The information commissioner has slammed 11 banks for dumping customers’ personal data in rubbish bins outside their premises.
The banks - HBOS, Alliance & Leicester, Royal Bank of Scotland, Scarborough Building Society, Clydesdale Bank, Natwest, United National Bank, Barclays Bank, Co-operative Bank, HFC Bank and Nationwide building society – had breached the Data Protection Act , the commissioner found after investigating complaints.
The Post Office and the Immigration Advisory Service charity were also found to have disposed of personal data in similar circumstances.
The Information Commissioner’s Office has ordered all 12 organisations to sign a formal undertaking to comply with Data Protection Act principles and has said it will take further action – including possible prosecution – if the conditions are not met.
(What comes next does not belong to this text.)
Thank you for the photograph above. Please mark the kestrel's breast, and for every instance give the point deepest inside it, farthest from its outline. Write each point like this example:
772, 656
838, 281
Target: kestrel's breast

Deputy commissioner David Smith said: “It is unacceptable for banks and other organisations to carelessly discard their customers’ information. It is vital that banks and other organisations take security seriously.”
He added: “If they do not, they not only risk further action from the information commissioner but also risk losing the trust of their customers. Individuals must feel confident that banks and other organisations are safeguarding their personal information.”
Financial institutions are under increasing scrutiny by regulators over their handling of customer data. Last month, the Financial Services Authority slapped a fine of almost £1m on the Nationwide building society for inadequate security controls, following the theft of one of its laptops containing customer names, addresses and account details.